### **Introduction**

In this small project, we aim to explore and analyze a dataset 'Exercise and Fitness Metrics Dataset' ( https://www.kaggle.com/datasets/aakashjoshi123/exercise-and-fitness-metrics-dataset/data?select=exercise_dataset.csv) containing various metrics related to exercise, including exercise type, heart rate, age, and exercise intensity. The primary goal is to uncover relationships between these variables to better understand the data and its potential utility.  By employing SQL queries within a Jupyter Notebook environment, we load the dataset, perform data analysis, and investigate the integrity and validity of the dataset. Specifically, we focus on evaluating average exercise intensity per exercise category, average heart rate per exercise category and the relationship between age and heart rate during exercise. 

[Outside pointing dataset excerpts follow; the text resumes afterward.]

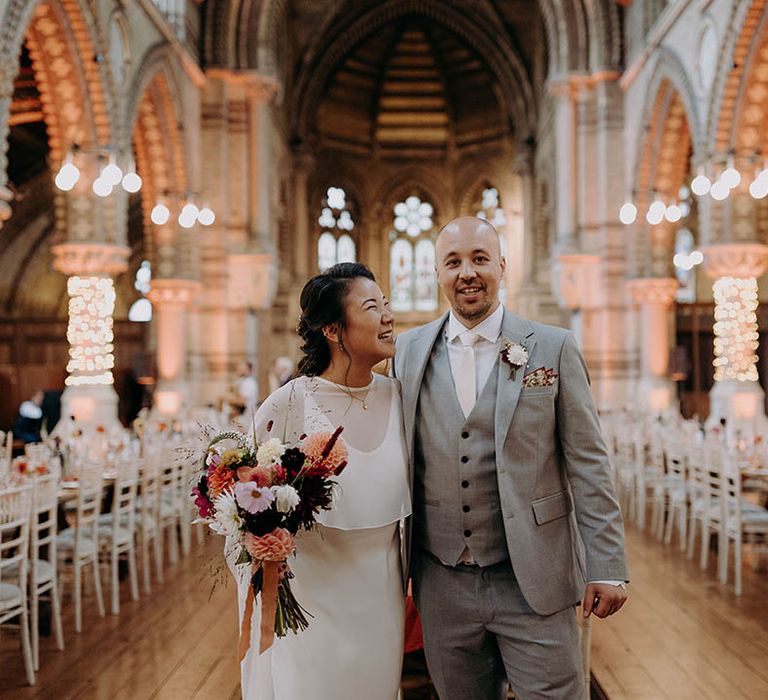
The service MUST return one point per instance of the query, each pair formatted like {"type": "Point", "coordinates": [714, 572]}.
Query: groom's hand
{"type": "Point", "coordinates": [603, 599]}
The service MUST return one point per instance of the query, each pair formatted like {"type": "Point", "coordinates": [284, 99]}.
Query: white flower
{"type": "Point", "coordinates": [517, 355]}
{"type": "Point", "coordinates": [287, 498]}
{"type": "Point", "coordinates": [226, 520]}
{"type": "Point", "coordinates": [220, 448]}
{"type": "Point", "coordinates": [270, 452]}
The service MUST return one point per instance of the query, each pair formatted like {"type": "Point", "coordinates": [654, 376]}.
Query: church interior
{"type": "Point", "coordinates": [173, 171]}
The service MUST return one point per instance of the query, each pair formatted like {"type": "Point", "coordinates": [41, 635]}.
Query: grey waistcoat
{"type": "Point", "coordinates": [456, 494]}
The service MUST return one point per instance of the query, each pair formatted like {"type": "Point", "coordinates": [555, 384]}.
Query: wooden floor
{"type": "Point", "coordinates": [177, 643]}
{"type": "Point", "coordinates": [681, 635]}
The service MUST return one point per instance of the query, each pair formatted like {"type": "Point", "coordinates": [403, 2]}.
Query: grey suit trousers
{"type": "Point", "coordinates": [479, 634]}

#### **Loading CSV Data into a Pandas DataFrame**

This code serves load a CSV file into a Pandas DataFrame using Python. First, it imports the Pandas library, which is essential for data manipulation and analysis. The CSV file, located at '~/Desktop/Exercise_Dataset/exercise_dataset.csv', is read into a DataFrame using the pd.read_csv() function. Finally, the df.head() function displays the first few rows of the DataFrame to verify that the data has been loaded correctly. This step is crucial for ensuring the dataset is ready for further analysis.

#### **Verifying Table Creation in SQLite Database**

This code snippet creates an in-memory SQLite database and loads the previously read Pandas DataFrame into it as a table named exercise_dataset. By running the SQL query "SELECT name FROM sqlite_master WHERE type='table';", it confirms the successful creation of the table within the database. The result, displaying exercise_dataset under the name column, indicates that the table has been successfully created and is now available for executing SQL queries, enabling further data analysis and manipulation within the Jupyter Notebook environment.

In [18]:
import sqlite3

# Create an in-memory SQLite database
conn = sqlite3.connect(':memory:')

# Load the DataFrame into the SQLite database
df.to_sql('exercise_dataset', conn, index=False, if_exists='replace')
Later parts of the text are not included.